Abstract

The accuracy of the wavelet-ARIMA (WA) model in monthly fishery landing forecasting is investigated in the study. In the first part of the study, the discrete wallet transform (DWT) is used to decompose fishery landing time series data. Then ARIMA, as a powerful forecasting tool, is implemented to predict each wavelet transform subseries components independently. Finally, the prediction results of the modeled subseries components are summed to formulate an ensemble forecast for the original fishery landing series. To assess the effectiveness of this model, monthly fishery landing recorded data from East Johor and Pahang states of Peninsular Malaysia have been used as a case study. The result of the study shows that the proposed model was found to provide more accurate fishery landing series forecasts than the individual ARIMA model.

1. Introduction

Fishing is one of the most important industries in Malaysia. For many years, the fisheries sector in Malaysia makes a significant contribution to the national economy in terms of income, foreign exchange, and employment. Besides that, it also plays significant role as a major supplier of animal protein for the local citizen consumptions. In order to ensure that the local demand can be catered without highly depending on imported fish, the authority has kept track of the annual total fishery production and took necessary actions to increase or maintain the level of production while at the same time maintaining a sustainable ecology. To achieve this aim, it is necessary to forecast uncontrollable events, such as possible abundance or biomass changes [1]. However, a proper selection of models for forecasting fishery landing is one of the major research efforts over the past few decades.
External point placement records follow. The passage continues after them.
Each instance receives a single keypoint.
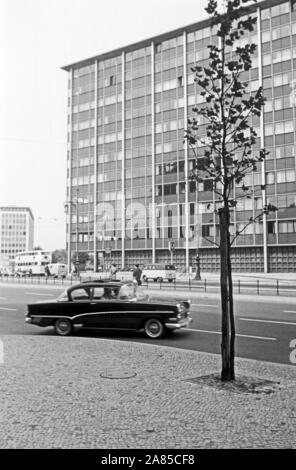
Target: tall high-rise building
(128, 184)
(16, 231)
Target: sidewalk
(96, 393)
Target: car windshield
(128, 291)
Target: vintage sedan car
(109, 305)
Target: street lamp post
(75, 203)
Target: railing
(240, 286)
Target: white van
(159, 272)
(58, 269)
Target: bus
(32, 262)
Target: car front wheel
(63, 326)
(153, 328)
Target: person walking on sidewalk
(137, 273)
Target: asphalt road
(265, 328)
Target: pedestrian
(113, 271)
(47, 272)
(137, 274)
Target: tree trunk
(227, 324)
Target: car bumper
(181, 324)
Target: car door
(104, 313)
(79, 306)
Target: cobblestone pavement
(59, 393)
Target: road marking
(269, 321)
(38, 293)
(205, 305)
(241, 335)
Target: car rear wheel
(153, 328)
(63, 326)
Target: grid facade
(16, 231)
(127, 183)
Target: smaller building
(16, 232)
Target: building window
(112, 80)
(271, 227)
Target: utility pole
(73, 202)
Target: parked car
(109, 305)
(159, 272)
(58, 270)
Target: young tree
(221, 135)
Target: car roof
(89, 284)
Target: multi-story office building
(129, 167)
(16, 231)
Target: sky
(37, 38)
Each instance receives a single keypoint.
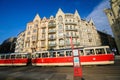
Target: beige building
(55, 32)
(113, 15)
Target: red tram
(88, 56)
(14, 59)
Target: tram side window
(52, 54)
(18, 56)
(38, 55)
(61, 53)
(7, 56)
(24, 55)
(89, 52)
(2, 56)
(44, 55)
(81, 52)
(108, 50)
(12, 56)
(100, 51)
(68, 53)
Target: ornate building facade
(55, 32)
(113, 15)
Traditional statistical methods such as linear regression, autoregressive, moving average, and autoregressive integrated moving average (ARIMA) models have been applied to forecast the landings and catch per unit effort of many fish and invertebrate [25]. For modelling fisheries sciences time series data, ARIMA model has been popular and widely chosen [1, 2, 69]. The ARIMA model is the standard parametric forecasting model for statistical time series analysis since the 1970s. The ARIMA model is a linear combination of time-lagged variables and error terms. The popularity of the ARIMA model is due to their statistical properties, such as the well-known Box-Jenkins methodology, forecasting capabilities, and richness of information regarding time-related changes. Although ARIMA models have been proven to be effective in many decision support applications, they still have certain shortcomings. They are basically linear models assuming that data are stationary and have a limited ability to capture nonstationarities and nonlinearities in series data [10, 11].
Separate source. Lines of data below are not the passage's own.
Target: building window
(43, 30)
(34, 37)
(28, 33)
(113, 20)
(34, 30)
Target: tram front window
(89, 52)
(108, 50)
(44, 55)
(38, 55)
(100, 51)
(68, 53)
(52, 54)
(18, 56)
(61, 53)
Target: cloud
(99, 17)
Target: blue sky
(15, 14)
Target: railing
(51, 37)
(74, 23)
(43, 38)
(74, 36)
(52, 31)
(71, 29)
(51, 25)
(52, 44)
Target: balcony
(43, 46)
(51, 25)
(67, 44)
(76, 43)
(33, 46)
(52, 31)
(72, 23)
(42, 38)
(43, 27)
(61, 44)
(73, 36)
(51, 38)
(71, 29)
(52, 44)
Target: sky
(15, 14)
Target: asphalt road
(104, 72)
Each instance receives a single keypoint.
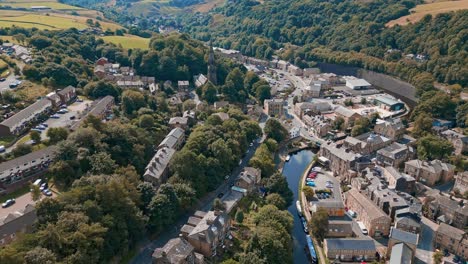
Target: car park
(8, 203)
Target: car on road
(304, 225)
(8, 203)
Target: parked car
(8, 203)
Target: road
(4, 86)
(144, 256)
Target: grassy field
(29, 4)
(53, 21)
(128, 42)
(432, 8)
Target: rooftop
(350, 244)
(358, 82)
(401, 254)
(27, 113)
(404, 236)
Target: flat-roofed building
(350, 249)
(19, 122)
(357, 84)
(17, 172)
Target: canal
(293, 170)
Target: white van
(351, 214)
(37, 182)
(363, 228)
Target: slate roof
(350, 244)
(176, 250)
(401, 254)
(404, 236)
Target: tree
(40, 255)
(35, 192)
(239, 216)
(433, 147)
(275, 130)
(102, 163)
(437, 257)
(276, 200)
(36, 136)
(308, 192)
(319, 223)
(218, 204)
(56, 134)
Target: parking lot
(20, 204)
(66, 119)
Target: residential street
(144, 256)
(4, 86)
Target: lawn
(29, 4)
(435, 8)
(128, 42)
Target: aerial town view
(233, 132)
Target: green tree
(218, 204)
(433, 147)
(35, 192)
(319, 223)
(275, 130)
(276, 200)
(239, 216)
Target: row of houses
(157, 170)
(20, 122)
(204, 233)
Due to the limitations of the traditional statistical, another approach that has been used for dealing with nonstationary and nonlinear characteristic of a time series is employed, the decomposition approach. Forecasting using a decomposition method is often more useful in providing forecasts and information regarding the component of a time series than trying to predict a single time series [12]. In the last decade, wavelet transforms have been become a common tool for analyzing variations, periodicities, and trends in time series [1316]. Recently, new hybrid models based on wavelet transform have been proposed in time series forecasting. The corresponding empirical results demonstrated that the hybrid wavelet transform with other model outperform individual forecasting model in many cases [1623]. Wavelet transforms provide useful decompositions of the original time series; therefore, wavelet-transformed data improve ability of a forecasting model by capturing useful information on various resolution levels. However, existing literatures regarding fishery landing forecasting have not adopted wavelet transform processes, and this study will be filling this gap.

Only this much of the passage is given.